Os chatbots de IA são mais propensos a obter respostas a perguntas sobre notícias de fontes de esquerda, como o Guardian, de acordo com um grupo de reflexão.
A análise do Institute for Public Policy Research (IPPR), publicada hoje, revela que as ferramentas populares utilizadas por milhões de pessoas baseiam-se numa gama “estreita e inconsistente” de fontes.
Eles descobriram que a BBC foi a fonte mais citada nas respostas do Google AI Overview, aparecendo em 52,5% das respostas.
O Guardian ficou em primeiro lugar para ChatGPT e Google Gemini, aparecendo em 58% e 53% das respostas, respectivamente.
Entretanto, o Daily Mail, juntamente com outras publicações de tendência direitista, apareceram apenas numa pequena fracção das respostas – apesar de terem uma quota de mercado combinada substancial do público do Reino Unido.
As conclusões levantaram preocupações de que esta editorialização por parte das empresas de IA esteja a criar uma nova geração de “vencedores e perdedores”.
Os especialistas em IPPR alertam que a seleção da fonte corre o risco de restringir o leque de perspetivas a que os utilizadores estão expostos, amplificando potencialmente pontos de vista ou agendas específicas.
Seu navegador não suporta iframes.
Roa Powell, pesquisador sênior do IPPR, disse: “As ferramentas de IA estão rapidamente se tornando a porta de entrada para as notícias, mas neste momento essa porta está sendo controlada por um punhado de empresas de tecnologia com pouca transparência ou responsabilidade”.
As ferramentas de IA pagam e priorizam alguns meios de comunicação, exploram outros conteúdos gratuitamente ou até mesmo excluem fontes que bloqueiam o acesso.
Alguns editores, como o Guardian, têm acordos de licenciamento com empresas como a ChatGPT, enquanto outros – incluindo a BBC – procuraram bloquear o acesso de empresas de IA ao seu conteúdo.
O Daily Mail impede que todos os principais chatbots rastreiem seus sites em busca de informações, exceto a visão geral da IA do Google, que aparece no topo da página de pesquisa.
Mas as ferramentas de IA não informam os usuários sobre por que as decisões de fornecimento são tomadas, o que significa que os usuários muitas vezes não têm ideia da edição que está acontecendo nos bastidores.
Os investigadores do IPPR também argumentam que a ascensão da IA pode ter consequências graves para a sustentabilidade financeira do jornalismo de qualidade.
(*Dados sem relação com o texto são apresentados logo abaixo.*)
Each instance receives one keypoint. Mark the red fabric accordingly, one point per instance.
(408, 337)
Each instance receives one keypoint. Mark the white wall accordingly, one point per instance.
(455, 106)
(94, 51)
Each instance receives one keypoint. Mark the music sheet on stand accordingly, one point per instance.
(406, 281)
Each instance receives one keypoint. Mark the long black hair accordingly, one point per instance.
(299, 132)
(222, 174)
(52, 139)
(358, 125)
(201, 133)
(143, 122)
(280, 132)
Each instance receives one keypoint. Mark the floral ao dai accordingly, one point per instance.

Por exemplo, quando uma visão geral da IA do Google está presente, os usuários do Google têm quase metade da probabilidade de clicar em links de notícias para editores de notícias – ameaçando as receitas de publicidade e assinaturas.
Owen Meredith, executivo-chefe da News Media Association, disse: “Como demonstra o Relatório, o enfraquecimento da lei de direitos autorais do Reino Unido privaria os editores de recompensas e pagamentos pelo jornalismo confiável que permite que a IA seja precisa e atualizada.
“A CMA deve intervir rapidamente para impedir que o Google utilize a sua posição dominante para forçar os editores a alimentar gratuitamente os seus chatbots de IA.
“O pagamento justo por parte do líder de mercado é fundamental para um mercado de licenciamento funcional e para evitar que os grandes operadores tecnológicos monopolizem a IA.”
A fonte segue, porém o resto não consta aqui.